Is Space Bumpy?

Bear with me here...

Let's use the rubber sheet and bowling ball analogy for sake of simplicity.
The bowling ball is the sun, and it's bending of the rubber sheet,
represents the effect it's gravitational waves have on space. Now we drop a
baseball on the sheet, and we'll call it Jupter. Now we have a second
stretch on the sheet. Now let's add the other planets, the moons, the
asteroid belt, some comets, some random heavy objects, planet x, etc.

Our sheet is now going to be bent, stretched and mangled in many directions.
If a beam of light traveling space enters this mess, it can? would? be bent
in potentially many directions. It's speed would be affected by the gravity
in the area correct?

How then can we be sure where it came from?
How can we be sure of it's true speed?

BV.

"Benign Vanilla" schreef in bericht
...
Bear with me here...

Let's use the rubber sheet and bowling ball analogy for sake of
simplicity.
The bowling ball is the sun, and it's bending of the rubber sheet,
represents the effect it's gravitational waves have on space. Now we drop
a
baseball on the sheet, and we'll call it Jupter. Now we have a second
stretch on the sheet. Now let's add the other planets, the moons, the
asteroid belt, some comets, some random heavy objects, planet x, etc.

Our sheet is now going to be bent, stretched and mangled in many
directions.
If a beam of light traveling space enters this mess, it can? would? be
bent
in potentially many directions. It's speed would be affected by the
gravity
in the area correct?

How then can we be sure where it came from?
How can we be sure of it's true speed?

BV.


There's alot of space between all those masses and for a lightbeam to be
really curved it has to get relatively close. Anyway... If you see a star in
a certain direction, it's located in that direction.
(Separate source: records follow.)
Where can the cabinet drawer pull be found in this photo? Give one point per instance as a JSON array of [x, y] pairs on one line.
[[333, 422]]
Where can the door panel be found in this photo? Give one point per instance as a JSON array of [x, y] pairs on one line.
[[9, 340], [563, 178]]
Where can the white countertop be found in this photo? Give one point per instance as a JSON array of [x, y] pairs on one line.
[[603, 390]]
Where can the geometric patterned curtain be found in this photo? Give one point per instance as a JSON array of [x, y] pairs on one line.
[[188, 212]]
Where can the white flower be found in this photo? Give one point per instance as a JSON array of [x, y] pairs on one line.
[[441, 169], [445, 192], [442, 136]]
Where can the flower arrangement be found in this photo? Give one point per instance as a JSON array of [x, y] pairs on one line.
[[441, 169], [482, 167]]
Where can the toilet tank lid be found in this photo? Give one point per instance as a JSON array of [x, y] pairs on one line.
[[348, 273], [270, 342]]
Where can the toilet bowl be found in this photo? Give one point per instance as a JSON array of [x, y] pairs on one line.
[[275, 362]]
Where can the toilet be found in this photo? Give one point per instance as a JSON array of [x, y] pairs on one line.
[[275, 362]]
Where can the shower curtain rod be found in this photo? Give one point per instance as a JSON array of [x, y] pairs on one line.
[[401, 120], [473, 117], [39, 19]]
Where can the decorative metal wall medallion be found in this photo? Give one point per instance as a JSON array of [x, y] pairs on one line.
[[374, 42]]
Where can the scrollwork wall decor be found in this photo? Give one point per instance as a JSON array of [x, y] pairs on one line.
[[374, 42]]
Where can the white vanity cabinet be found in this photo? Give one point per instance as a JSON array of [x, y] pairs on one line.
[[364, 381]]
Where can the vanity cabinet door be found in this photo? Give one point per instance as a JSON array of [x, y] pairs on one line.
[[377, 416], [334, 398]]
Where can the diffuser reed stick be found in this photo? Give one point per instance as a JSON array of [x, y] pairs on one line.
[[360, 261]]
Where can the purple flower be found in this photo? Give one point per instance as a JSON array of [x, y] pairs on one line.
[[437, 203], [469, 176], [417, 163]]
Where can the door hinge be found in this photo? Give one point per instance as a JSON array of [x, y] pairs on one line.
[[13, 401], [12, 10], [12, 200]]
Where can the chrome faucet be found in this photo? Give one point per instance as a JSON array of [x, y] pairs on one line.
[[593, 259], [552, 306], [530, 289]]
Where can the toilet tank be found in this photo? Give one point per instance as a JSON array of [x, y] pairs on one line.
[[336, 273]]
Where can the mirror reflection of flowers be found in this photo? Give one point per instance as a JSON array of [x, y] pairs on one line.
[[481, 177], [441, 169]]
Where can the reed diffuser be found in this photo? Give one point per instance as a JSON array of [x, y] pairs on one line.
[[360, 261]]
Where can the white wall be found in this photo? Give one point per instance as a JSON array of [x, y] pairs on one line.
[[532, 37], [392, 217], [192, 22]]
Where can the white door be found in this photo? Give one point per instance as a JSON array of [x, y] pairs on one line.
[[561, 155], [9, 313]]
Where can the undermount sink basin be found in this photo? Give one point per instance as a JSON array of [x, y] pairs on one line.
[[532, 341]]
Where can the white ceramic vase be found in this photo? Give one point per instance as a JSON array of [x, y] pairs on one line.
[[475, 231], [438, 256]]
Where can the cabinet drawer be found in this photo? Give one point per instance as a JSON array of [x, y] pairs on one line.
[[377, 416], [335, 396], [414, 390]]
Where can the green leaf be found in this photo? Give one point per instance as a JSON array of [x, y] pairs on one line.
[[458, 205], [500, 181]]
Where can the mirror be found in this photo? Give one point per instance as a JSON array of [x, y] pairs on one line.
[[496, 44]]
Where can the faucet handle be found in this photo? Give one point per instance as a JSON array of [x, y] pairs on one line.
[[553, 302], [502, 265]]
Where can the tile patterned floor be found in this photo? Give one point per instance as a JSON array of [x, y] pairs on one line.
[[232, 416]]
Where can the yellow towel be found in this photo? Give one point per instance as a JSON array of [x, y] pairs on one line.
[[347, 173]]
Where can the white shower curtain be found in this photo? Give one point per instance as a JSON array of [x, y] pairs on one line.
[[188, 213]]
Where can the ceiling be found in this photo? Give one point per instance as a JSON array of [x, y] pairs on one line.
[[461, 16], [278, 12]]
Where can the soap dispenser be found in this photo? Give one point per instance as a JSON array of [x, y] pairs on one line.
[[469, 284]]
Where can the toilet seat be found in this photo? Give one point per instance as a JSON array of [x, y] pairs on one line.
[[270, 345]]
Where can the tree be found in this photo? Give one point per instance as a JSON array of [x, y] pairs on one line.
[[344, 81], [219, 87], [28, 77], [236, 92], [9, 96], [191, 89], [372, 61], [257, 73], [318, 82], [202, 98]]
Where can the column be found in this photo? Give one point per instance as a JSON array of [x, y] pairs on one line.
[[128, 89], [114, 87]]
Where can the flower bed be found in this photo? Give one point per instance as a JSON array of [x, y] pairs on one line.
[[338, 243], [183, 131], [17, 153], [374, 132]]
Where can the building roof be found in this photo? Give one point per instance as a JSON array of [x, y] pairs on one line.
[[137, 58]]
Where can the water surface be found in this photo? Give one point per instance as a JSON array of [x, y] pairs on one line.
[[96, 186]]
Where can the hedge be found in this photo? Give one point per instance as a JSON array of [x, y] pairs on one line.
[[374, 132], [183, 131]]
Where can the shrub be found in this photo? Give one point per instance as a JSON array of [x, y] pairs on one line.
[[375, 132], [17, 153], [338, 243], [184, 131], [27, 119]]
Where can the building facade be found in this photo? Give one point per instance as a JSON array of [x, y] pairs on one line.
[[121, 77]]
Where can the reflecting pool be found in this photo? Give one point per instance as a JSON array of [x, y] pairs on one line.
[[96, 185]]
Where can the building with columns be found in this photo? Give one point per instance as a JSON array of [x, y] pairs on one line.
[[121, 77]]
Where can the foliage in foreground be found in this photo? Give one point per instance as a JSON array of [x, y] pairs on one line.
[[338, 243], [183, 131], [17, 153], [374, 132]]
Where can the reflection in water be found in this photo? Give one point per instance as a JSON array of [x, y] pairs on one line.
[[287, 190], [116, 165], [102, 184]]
If you'd remove all the
masses in between which curve the space, it would be located in an other
direction.
The light beam's speed is never affected by the gravity and in fact always
follows a straight line.
It always comes from the straight path you're looking at.
It's true speed (in vaccuum) is always "c".

You're right on space being bumpy, but space is so spread out and masses so
far apart, the bumps are relatively very small.

"F. Kuik" wrote:

"Benign Vanilla" schreef in bericht
...

[snip]

If a beam of light traveling space enters this mess, it can? would? be
bent
in potentially many directions. It's speed would be affected by the
gravity
in the area correct?

How then can we be sure where it came from?
How can we be sure of it's true speed?


There's alot of space between all those masses and for a lightbeam to be
really curved it has to get relatively close. Anyway... If you see a star in
a certain direction, it's located in that direction. If you'd remove all the
masses in between which curve the space, it would be located in an other
direction.
The light beam's speed is never affected by the gravity and in fact always
follows a straight line.

It indeed follows a "straight line" -- the technical term is
"geodesic" -- through space, but where the space is curved so will be
the path of the light. You could only see the curvature from a
more-than-three-dimensional perspective; it looks straight from a
point of view embedded in our spacetime.

It always comes from the straight path you're looking at.
It's true speed (in vaccuum) is always "c".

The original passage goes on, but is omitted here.